Current Projects
My current research centers on two projects. Each project is being pursued as a projected book that I am developing in conjunction with my present teaching program. Both of these projects, moreover, involve social theorizing in an emergent or non-equilibrium context, in contrast to orthodox formulations based upon a presumption that historical observations pertain to instances of societal equilibrium. In other words, I analogize society to a continually moving crowd of pedestrians and not to a marching band, to recall an image that I have used on other occasions.
One project pursues macroeconomic theory within this emergent context. For four years ending in fall 2007 I taught the first course in a sequence on the Austrian Theory of the Market Process. While teaching that course I developed the book manuscript Mind, Society, and Human Action: A Theory of Social-Economy. This book, the Preface of which is available here, will be submitted to publishers in late 2008 or early 2009. My new project on emergent macroeconomic theory will continue the orientation set forth there, only it will focus on topics germane to macroeconomics; the Preface to that new book will be posted here shortly. Perhaps the key feature of this project is its replacement of modeling based on representative agents by non-equilibrium, open-ended modeling.

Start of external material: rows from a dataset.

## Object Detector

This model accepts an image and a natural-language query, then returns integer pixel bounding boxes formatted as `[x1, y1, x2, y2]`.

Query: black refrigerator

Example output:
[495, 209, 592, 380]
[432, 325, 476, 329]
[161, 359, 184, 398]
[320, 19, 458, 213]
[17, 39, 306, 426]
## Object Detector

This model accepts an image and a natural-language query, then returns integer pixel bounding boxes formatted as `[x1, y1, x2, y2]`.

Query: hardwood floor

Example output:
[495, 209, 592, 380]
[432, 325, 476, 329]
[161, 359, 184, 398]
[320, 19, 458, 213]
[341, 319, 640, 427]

The other project pursues political economy from within an emergent context, and is being developed in conjunction with my teaching of the second course in our sequence in public choice theory. This book carries forward the orientation I set forth in Fiscal Sociology and the Theory of Public Finance, which was published in 2007 by Edward Elgar. The Preface to that book is available here, and the Preface to my new book on political economy will be posted here around the time the spring 2009 semester begins. Perhaps the key feature of this project is its conception of polity and economy as intersecting orders, in contrast to the orthodox conceptualization of polity as an organization that intervenes into an economic order.